McCormick has announced it is partnering with award-winning chef and soul food/southern cooking expert Millie Peartree to acknowledge the history and prominence of soul food by transforming traditional charcuterie boards into “Soul-Cuterie” boards for Black History Month. 

This collaboration provides fans the opportunity to not only celebrate soul food recipes but dig deeper to understand their history and the innovation used to create. With the introduction of Soul-Cuterie boards, a new take on the popular trend of charcuterie boards, families will be able to reimagine how they share their favorite soul food dishes.

“Soul food is not just food from the soul, but also comes from the heart. Growing up in the South, I’m always inspired by the down-home cooking that was passed from generation to generation,” says Chef Millie Peartree. “Rooted in Black culture, soul food connects families and community. I love bringing this new spin to classic soul food with Soul-Cuterie, while still showcasing the origins and history of our favorite dishes.”

To celebrate the partnership, McCormick donated to Chef Peartree’s own “Full Heart, Full Bellies” initiative, which supports the food insecure in her current hometown – the Bronx.

As a way to further educate and help fans learn soul food recipes, there is new dedicated section on Soul-Cuterie boards within the McCormick Flavor Maker App and online. The experience features the history behind soul food, Chef Peartree’s classic recipes (with a few twists) and videos that will showcase all the tips and tricks needed to create a Soul-Cuterie board and celebrate the month.
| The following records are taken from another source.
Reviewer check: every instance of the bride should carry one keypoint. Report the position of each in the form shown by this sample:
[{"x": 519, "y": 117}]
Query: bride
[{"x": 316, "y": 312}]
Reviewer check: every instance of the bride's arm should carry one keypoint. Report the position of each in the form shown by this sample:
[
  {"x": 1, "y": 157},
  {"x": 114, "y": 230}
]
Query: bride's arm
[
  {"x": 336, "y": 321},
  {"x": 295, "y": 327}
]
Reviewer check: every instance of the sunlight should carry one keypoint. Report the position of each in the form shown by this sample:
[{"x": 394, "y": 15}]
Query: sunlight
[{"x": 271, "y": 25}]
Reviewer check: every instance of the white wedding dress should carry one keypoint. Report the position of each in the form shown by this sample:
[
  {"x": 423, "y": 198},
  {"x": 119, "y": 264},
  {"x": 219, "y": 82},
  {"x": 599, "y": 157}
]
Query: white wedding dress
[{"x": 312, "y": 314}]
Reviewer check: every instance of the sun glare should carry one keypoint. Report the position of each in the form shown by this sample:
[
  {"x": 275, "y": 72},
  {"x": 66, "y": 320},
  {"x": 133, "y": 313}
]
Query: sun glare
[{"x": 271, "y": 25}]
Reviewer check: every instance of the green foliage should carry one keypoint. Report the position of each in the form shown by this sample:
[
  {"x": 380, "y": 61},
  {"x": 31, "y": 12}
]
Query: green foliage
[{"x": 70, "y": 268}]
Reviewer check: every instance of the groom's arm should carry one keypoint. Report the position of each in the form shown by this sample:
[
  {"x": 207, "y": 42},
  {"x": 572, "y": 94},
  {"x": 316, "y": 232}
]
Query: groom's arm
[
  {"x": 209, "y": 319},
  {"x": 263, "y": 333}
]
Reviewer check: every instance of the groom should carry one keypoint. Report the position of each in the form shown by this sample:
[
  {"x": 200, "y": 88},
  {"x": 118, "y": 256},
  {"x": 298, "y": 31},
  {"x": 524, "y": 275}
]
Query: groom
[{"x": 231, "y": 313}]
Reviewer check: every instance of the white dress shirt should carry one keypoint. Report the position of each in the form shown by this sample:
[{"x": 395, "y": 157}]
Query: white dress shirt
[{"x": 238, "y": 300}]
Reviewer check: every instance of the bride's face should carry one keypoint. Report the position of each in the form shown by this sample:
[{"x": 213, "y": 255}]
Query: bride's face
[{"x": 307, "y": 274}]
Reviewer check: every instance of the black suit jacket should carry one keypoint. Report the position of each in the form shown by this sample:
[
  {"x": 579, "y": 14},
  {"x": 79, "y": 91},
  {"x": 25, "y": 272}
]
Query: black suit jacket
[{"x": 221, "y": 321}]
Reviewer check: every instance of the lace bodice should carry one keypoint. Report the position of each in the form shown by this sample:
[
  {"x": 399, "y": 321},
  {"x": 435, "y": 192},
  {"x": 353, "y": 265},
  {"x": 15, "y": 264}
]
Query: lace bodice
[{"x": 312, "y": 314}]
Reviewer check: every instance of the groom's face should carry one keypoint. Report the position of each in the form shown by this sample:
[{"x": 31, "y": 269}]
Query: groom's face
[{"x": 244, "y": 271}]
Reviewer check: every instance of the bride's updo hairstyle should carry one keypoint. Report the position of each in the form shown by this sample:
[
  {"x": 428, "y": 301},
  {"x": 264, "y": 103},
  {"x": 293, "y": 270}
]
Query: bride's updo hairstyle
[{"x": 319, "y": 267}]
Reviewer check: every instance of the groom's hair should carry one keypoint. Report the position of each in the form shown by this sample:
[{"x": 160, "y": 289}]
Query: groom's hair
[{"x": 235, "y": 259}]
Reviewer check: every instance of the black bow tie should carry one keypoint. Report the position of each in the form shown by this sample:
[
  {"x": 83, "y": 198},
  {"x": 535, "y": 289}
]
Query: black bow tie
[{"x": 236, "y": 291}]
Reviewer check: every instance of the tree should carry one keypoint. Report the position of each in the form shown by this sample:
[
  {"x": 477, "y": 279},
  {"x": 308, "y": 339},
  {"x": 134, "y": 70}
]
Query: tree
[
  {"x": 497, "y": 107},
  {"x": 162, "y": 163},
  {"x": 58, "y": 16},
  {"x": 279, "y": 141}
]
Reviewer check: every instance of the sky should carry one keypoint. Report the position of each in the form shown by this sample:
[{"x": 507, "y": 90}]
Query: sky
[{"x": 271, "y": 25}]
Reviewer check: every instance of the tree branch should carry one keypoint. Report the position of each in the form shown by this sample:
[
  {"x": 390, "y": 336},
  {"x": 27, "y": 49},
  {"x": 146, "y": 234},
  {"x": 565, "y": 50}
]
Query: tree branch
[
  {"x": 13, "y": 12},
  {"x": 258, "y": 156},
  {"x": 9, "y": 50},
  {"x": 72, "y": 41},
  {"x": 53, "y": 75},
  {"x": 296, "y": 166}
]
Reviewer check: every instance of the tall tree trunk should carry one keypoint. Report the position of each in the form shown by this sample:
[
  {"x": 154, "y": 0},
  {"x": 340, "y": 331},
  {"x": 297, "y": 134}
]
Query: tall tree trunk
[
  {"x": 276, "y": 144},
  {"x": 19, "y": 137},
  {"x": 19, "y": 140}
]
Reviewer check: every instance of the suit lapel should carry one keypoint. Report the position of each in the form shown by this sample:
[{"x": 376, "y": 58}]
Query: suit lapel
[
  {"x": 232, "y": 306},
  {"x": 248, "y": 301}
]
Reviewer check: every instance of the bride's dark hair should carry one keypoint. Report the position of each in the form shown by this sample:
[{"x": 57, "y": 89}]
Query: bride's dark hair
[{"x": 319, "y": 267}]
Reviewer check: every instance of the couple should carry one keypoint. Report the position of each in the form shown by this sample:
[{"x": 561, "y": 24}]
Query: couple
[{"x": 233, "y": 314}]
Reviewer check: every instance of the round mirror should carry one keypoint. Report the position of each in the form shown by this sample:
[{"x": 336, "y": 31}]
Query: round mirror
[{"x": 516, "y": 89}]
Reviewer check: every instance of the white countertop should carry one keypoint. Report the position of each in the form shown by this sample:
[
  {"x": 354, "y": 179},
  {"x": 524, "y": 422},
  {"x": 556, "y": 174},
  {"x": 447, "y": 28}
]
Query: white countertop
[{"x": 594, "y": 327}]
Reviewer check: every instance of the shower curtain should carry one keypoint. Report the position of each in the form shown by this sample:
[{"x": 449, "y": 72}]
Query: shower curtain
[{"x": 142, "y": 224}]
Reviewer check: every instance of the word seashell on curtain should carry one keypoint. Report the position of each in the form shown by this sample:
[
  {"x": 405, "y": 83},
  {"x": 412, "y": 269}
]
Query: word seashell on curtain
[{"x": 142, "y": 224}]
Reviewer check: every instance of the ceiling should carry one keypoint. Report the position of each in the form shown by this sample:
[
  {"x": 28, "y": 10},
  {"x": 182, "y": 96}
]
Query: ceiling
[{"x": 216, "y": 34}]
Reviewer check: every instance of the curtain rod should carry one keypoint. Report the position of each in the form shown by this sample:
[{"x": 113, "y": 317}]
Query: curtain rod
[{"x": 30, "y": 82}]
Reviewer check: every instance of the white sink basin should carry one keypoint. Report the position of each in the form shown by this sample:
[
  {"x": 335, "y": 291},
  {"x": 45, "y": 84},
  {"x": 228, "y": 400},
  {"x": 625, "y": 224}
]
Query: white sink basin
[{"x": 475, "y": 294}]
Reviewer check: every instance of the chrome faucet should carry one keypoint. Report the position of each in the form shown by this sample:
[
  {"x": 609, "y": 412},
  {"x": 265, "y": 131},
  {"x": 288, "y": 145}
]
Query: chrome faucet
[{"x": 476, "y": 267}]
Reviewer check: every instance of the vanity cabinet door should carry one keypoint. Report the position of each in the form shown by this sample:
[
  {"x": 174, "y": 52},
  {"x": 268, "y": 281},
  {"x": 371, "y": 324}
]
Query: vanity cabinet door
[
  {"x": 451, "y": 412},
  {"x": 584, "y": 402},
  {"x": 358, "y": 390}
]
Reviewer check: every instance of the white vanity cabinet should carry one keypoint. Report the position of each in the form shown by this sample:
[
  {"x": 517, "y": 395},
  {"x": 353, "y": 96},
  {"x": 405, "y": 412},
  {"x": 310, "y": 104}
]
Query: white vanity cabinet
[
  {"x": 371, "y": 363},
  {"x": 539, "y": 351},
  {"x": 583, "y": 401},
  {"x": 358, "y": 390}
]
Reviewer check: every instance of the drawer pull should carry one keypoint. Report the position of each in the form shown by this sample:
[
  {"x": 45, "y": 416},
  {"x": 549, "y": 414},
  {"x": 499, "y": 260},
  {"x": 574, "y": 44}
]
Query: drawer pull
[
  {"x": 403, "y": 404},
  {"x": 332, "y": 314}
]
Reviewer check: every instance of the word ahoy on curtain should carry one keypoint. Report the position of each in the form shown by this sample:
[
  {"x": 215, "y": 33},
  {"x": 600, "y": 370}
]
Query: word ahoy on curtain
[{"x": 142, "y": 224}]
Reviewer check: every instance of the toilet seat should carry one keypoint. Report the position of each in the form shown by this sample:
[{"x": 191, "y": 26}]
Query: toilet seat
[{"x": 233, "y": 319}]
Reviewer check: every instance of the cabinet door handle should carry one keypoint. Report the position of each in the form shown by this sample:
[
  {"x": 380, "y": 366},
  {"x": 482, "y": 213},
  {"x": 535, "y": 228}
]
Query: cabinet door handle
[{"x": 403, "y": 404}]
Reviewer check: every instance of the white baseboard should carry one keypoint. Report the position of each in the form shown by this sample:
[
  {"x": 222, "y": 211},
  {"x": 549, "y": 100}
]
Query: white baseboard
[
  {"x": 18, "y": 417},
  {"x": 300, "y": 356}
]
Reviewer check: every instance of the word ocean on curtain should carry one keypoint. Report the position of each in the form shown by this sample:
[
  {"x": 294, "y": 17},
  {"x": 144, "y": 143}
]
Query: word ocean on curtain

Chef Peartree’s favorite soul food recipes include:

  • Catfish Nuggets – Battered in a zesty mixture of Zatarain’s Crispy Southern Fish Fri and Creole Mustard, with a hint of OLD BAY Seasoning
  • Deviled Eggs with Southern Fried Chicken Skin – Prepared with the signature heat of McCormick Paprika and tangy French’s Classic Yellow Mustard

Chef Peartree has provided some creative tips for creating a Soul-Cuterie board, including:

  • “When plating a Soul-Cuterie board, you want to plate the star of the show in the middle, which would be our catfish nuggets, because we want people to eat it while it’s hot. You probably won’t have to worry about re-heating anything because McCormick seasonings add so much flavor, everything will be devoured before any reheating is necessary!”
  • “You can turn any soul food staple into a small bite perfect for a Soul-Cuterie board - whether it’s collard greens you turn into spring rolls, mac-n-cheese into fried gooey nuggets of goodness, or banana pudding into individual pie bites.”
  • “Adding ready-made sauces to the board allows for dipping that creates a unique bite for each guest. Mini ramekins with an assortment of condiments like Stubb’s BBQ sauce, Zatarain’s Creole Sauce, even some French’s mustard can really jazz up the board.”